Skip to main content
Dryad logo

Performance and social connection data for baseball and basketball from 2001 to 2020

Citation

Evans, Emily; Webb, Benjamin; Jones, Rebecca (2022), Performance and social connection data for baseball and basketball from 2001 to 2020, Dryad, Dataset, https://doi.org/10.5061/dryad.g4f4qrfs5

Abstract

We examine whether social data can be used to predict how members of Major League Baseball (MLB) and members of the National Basketball Association (NBA) transition between teams during their career. We find that incorporating social data into various machine learning algorithms substantially improves the algorithms' ability to correctly determine these transitions in the NBA but only marginally in MLB. We also measure the extent to which player performance and team fitness data can be used to predict transitions between teams. This data, however, only slightly improves our predictions for players for both basketball and baseball players. We also consider whether social, performance, and team fitness data can be used to infer past transitions. Here we find that social data significantly improves our inference accuracy in both the NBA and MLB but player performance and team fitness data again does little to improve this score.

Methods

Performance data was scraped from www.basketball-reference.com/leagues and www.baseball-reference.com/leagues using Python and Beautiful Soup both of which are packages used to extract data from htmls. Since we looked at historical data and used appropriate crawl delays, we met the scraping terms defined in the robots.txt file for both sites. The Twitter data was collected using the Twitter API.

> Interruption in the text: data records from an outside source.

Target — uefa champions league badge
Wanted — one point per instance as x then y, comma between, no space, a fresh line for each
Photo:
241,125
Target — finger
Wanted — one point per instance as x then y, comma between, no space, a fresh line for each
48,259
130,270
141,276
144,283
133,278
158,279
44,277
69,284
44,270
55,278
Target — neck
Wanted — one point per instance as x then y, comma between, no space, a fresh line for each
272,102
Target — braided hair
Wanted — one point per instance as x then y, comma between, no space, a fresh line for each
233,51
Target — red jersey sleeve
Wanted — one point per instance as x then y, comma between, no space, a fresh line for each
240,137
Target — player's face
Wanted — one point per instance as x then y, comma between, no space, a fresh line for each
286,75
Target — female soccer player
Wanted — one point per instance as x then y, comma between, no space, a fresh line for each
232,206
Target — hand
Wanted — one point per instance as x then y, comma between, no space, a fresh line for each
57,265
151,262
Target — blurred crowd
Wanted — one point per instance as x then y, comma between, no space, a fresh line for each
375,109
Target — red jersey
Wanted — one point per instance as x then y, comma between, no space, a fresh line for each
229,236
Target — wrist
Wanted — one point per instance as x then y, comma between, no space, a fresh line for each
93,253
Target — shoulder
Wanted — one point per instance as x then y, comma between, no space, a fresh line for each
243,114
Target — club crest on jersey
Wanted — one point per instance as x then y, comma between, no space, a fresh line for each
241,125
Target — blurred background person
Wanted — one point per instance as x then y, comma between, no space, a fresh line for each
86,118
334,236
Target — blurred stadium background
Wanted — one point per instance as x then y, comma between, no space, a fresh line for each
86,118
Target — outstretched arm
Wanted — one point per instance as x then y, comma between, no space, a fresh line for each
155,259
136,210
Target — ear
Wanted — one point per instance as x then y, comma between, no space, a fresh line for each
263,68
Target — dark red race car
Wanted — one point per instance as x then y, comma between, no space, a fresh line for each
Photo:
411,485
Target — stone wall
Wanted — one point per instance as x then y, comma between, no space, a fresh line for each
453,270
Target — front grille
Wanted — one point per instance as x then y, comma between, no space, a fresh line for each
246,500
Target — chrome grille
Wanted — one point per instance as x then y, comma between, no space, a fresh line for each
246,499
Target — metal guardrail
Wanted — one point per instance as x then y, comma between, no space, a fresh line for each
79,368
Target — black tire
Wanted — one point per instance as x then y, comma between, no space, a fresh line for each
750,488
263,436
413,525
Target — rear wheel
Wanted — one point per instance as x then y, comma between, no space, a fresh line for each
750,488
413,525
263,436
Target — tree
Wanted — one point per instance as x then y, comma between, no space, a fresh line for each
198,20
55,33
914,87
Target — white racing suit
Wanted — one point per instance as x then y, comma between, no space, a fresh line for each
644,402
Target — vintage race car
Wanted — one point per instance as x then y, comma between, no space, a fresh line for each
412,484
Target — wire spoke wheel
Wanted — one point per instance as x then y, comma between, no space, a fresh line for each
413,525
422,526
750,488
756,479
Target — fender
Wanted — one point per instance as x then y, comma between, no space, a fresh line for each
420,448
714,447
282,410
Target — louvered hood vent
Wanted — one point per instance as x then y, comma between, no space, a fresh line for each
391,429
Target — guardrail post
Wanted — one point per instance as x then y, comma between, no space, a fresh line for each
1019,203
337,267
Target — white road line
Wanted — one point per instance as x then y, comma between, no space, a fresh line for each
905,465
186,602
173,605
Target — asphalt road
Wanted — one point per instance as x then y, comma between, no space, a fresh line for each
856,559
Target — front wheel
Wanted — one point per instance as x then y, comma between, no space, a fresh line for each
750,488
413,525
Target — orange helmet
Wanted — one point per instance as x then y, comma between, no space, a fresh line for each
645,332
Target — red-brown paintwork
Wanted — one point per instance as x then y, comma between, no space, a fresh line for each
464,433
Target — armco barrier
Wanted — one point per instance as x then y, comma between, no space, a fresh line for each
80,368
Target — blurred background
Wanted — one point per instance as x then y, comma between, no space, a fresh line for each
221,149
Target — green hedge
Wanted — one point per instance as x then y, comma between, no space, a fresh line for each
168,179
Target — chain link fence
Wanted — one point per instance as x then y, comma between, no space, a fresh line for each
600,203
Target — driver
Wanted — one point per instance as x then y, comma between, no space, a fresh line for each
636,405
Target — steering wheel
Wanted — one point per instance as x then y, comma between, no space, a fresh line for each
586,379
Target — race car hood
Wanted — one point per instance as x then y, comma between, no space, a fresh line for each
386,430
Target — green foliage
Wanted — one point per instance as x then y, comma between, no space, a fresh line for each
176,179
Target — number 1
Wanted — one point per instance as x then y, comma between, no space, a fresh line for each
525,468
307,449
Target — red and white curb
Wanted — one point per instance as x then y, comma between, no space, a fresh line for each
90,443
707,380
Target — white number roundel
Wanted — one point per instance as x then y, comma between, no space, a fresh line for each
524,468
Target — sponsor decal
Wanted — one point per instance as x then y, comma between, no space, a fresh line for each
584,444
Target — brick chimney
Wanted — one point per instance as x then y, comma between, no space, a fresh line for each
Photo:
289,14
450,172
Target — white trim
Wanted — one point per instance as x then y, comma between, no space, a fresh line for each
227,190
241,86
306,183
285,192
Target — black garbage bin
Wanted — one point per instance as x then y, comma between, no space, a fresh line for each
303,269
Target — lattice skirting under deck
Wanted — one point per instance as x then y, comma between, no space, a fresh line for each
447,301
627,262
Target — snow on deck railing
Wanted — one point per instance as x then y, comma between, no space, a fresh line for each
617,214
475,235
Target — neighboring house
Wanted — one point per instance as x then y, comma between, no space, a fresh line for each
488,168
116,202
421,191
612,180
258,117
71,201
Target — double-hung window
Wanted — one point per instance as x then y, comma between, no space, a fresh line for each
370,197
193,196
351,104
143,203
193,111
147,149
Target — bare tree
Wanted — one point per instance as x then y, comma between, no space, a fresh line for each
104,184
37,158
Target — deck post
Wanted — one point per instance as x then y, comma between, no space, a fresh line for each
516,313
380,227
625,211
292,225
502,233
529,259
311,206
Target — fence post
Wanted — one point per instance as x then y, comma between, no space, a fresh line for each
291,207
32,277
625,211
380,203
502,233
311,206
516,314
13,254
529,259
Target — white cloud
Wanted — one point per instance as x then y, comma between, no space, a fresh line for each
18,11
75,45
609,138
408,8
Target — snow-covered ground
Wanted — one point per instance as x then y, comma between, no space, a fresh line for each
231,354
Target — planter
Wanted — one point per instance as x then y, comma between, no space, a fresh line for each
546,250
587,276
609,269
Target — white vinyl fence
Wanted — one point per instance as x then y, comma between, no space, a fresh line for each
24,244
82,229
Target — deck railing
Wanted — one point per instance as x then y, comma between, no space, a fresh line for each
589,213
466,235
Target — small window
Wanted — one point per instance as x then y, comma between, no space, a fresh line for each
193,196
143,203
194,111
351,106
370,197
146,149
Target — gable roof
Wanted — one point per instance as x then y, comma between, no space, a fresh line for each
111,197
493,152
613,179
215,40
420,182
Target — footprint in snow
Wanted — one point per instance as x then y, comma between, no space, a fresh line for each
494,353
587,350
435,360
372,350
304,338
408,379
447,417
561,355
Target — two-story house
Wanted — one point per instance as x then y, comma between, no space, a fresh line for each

First, we scraped the Twitter usernames for each player listed on www.baseball-reference.com/friv/baseball-player-twitter-accounts.shtml and www.basketball reference.com/friv/twitter.html.

Then using tweepy, a python package for connecting to the Twitter API, we were able to collect the Twitter IDs of the other MLB/NBA players that each player followed. We chose to look at those ``followed" instead of those ``following" because it significantly sped up the data collection process. By using the Twitter API and tweepy, we were able to follow all necessary protocols, including rate limits and only accessing publicly available information.